A friend asked what I was doing this weekend, Modern Philosophers, and I rambled off a few random, but relaxing things.
Then I added that since the grass refuses to stop growing, I really should mow the lawn.
That got me thinking about the thoughtlessness of grass.
Grass doesn’t really care how busy and stressful your week was, how freakishly hot it was, or how all you want to do is abandon all responsibility and just be a lazy dolt all weekend.
No, grass continues to grow.
It can’t stop being so ambitious, and refuses to cease showing off.
Grass insists on being all lush and green, while also blackmailing you into caring for it. Because grass somehow knows that if you ignore it, your neighbors will get all judgmental and refer to your house as the abandoned one that’s driving down property values.
So even though you hate pulling the cord on the lawnmower, you know you’re going to do it this weekend.
Because grass could care less if you’re exhausted and don’t even want to go outside and face the world. Grass doesn’t care that there are people out there. In fact, grass loves all the attention it gets from people.
It wants you out there tending to it because its ego is huge and constantly needs stroking.
And it wouldn’t mind a good raking as well.

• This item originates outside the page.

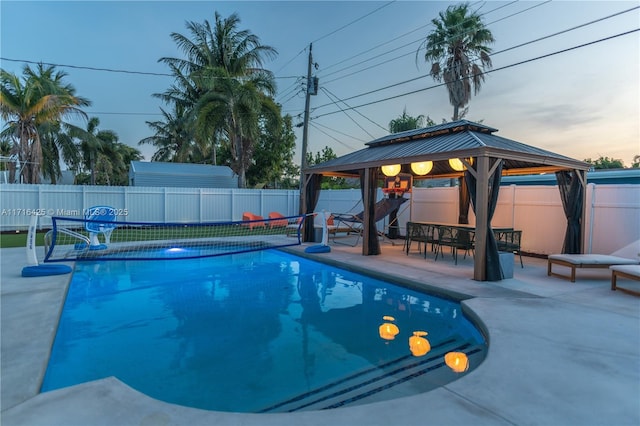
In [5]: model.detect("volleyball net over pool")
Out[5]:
[44,215,305,262]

Grass gets off on the fact that you have to spend time with it, fuss over it, and make sure it looks good all the time.
If grass were a person, you’d call it high maintenance behind its back.
The grass is always greener when you mow it, but if you ignore it, it purposely goes all brown and yellow on you to make your neighbors think you allow dogs to use it as a rest stop.

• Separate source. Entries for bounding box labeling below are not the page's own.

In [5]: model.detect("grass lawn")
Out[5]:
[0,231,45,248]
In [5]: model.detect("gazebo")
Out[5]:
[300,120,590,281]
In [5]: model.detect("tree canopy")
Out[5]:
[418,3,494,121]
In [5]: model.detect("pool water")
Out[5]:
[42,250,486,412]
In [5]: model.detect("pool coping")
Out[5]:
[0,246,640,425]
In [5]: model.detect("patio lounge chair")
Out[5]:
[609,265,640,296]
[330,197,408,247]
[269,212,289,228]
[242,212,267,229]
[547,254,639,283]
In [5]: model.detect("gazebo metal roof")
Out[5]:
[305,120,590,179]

Grass will shame you into catering to its every whim.
You could ignore the grass, or take it to the extreme and pave over your lawn, but doing that turns you into the neighborhood eccentric, which only brings more attention that you don’t want or need.
As a result, you mow the lawn just so that you can be left alone. You don’t have to like it, but you do it because the grass always wins.
Its thoughtlessness gives it an advantage that no human can every overcome.
I’m really not sure what I’m doing this weekend, now that I think of it. Other than mowing the damn lawn…
grass is so bossy
Agreed!
My lawn can be my weekend master if I let it, for sure, Austin, but I try not to let it become a swear phrase.
I really got out there and did some work this morning.